The LAO appears to be referencing the Taxpayer Protection and Government Accountability Act, or TPA, a qualified ballot measure California Democrats — including Newsom — are suing to block from the November ballot. 

The TPA would close a 2017 court-created loophole decision that has been used to pass and propose local taxes introduced by citizens’ groups, not local government, and require that statewide tax increases receive a two-thirds vote in each body of the state Legislature and a majority of voters at the ballot box, and limit fees charged by governments to what is necessary to provide the service. The TPA would also apply retroactively to taxes and fees adopted after January 1, 2022, with governments having one year to ask voters to approve new taxes passed since then, but at the higher threshold. 

Currently, statewide tax increases require a two-thirds vote from both chambers of the legislature or a majority vote by voters. At the local level, general taxes are supposed to be approved by the majority of voters and special taxes by two-thirds of voters, but courts — in the aforementioned loophole — have been allowing special taxes put forward by citizens to pass with simple majorities, not a two-thirds vote.

The TPA joins two competing measures from California Democrats to reduce voting thresholds for increasing taxes and issuing new debt, making the November election a key determinant of the state’s fiscal future. 

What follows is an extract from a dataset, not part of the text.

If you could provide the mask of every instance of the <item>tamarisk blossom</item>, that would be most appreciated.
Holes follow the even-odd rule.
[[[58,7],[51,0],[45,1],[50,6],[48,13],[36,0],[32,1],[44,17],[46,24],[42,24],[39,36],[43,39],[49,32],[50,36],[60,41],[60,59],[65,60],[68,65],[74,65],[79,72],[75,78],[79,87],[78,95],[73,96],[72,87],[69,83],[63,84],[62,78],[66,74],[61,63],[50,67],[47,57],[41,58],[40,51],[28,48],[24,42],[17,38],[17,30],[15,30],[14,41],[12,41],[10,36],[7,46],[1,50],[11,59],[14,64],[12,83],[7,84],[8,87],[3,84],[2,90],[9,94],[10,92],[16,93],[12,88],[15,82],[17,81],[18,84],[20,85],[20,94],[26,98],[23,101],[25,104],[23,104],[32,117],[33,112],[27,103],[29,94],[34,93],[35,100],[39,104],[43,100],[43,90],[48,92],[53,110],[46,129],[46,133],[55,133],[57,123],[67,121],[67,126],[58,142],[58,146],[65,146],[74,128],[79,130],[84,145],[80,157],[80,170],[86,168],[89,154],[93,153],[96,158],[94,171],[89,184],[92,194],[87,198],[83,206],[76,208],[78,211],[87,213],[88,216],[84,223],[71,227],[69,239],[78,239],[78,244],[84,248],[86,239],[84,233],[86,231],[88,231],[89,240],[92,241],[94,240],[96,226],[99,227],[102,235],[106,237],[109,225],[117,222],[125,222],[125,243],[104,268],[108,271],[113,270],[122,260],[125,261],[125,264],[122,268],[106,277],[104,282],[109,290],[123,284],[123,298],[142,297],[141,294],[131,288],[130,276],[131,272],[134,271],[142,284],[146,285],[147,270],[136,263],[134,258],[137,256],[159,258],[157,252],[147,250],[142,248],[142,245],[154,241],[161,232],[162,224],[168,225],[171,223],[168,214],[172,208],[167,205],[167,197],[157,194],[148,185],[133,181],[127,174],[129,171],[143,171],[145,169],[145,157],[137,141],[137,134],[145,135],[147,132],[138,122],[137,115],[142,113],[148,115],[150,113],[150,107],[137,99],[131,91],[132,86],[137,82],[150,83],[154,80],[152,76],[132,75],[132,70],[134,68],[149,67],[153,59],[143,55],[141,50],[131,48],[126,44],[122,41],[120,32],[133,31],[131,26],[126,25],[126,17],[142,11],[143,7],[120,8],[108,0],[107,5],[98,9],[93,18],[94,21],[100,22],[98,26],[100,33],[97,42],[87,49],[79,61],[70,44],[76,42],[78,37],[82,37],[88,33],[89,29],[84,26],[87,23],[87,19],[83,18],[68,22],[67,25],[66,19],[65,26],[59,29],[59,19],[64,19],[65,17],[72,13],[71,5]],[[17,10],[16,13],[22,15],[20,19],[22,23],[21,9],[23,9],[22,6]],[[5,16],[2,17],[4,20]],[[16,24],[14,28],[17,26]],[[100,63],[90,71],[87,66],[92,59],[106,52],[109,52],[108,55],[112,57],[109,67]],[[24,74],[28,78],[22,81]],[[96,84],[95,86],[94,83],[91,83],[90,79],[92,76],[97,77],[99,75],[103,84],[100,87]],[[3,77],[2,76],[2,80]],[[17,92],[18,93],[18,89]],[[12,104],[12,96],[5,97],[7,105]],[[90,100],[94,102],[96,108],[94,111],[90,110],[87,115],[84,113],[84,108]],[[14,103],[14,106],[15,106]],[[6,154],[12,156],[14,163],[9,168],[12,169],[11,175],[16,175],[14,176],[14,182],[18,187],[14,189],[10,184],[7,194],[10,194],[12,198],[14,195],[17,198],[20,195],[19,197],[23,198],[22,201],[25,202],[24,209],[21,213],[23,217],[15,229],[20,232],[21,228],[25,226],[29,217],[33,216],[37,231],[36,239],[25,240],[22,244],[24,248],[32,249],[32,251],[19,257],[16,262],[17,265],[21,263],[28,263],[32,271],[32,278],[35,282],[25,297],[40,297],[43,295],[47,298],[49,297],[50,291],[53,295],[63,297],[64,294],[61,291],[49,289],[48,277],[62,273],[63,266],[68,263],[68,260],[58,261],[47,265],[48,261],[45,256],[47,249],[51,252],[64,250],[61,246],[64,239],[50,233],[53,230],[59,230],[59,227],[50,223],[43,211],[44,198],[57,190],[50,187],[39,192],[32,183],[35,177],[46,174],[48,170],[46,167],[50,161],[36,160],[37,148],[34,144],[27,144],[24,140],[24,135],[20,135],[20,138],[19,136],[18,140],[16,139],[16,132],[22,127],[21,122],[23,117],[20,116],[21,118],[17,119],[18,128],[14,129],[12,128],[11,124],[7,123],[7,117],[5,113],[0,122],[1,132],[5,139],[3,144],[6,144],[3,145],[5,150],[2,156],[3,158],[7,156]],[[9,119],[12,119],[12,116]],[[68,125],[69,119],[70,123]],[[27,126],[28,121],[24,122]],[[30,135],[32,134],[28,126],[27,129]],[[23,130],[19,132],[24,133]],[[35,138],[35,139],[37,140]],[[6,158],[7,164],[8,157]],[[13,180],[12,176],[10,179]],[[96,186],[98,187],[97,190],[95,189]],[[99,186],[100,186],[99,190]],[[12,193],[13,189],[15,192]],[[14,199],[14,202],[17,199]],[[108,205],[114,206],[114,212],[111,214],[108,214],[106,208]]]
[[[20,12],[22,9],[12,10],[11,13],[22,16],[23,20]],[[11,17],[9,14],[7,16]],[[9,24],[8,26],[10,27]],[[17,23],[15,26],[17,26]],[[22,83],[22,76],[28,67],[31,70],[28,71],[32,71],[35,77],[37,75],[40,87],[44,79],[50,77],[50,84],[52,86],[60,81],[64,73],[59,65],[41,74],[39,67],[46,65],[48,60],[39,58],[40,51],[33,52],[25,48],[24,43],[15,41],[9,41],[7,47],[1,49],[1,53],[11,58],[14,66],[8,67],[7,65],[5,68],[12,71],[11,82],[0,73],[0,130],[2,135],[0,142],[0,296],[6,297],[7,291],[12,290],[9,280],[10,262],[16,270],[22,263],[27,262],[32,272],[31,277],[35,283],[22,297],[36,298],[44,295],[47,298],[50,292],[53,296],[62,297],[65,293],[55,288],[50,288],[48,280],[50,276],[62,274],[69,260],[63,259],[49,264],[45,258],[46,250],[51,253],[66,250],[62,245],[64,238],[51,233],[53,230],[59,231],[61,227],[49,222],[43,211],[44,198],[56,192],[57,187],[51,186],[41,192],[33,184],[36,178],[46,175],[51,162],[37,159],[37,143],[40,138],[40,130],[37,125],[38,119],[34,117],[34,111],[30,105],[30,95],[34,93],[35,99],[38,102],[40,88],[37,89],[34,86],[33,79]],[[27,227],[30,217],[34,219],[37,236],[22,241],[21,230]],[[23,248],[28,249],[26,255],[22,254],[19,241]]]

The first measure, ACA 1, would allow property to be taxed at more than 1% of its value and bonds to be issued with the support of 55% of voters, instead of the 1% property tax cap and the two-thirds voting requirement now in effect. The second measure, ACA 13, would require that any measure that would increase the voter approval threshold for state or local measures to pass would have to pass by that higher threshold. If ACA 13, which needs a majority of voters, passees, then the TPA would need two-thirds of voters to pass, even though the TPA and ACA 13 are on the same ballot.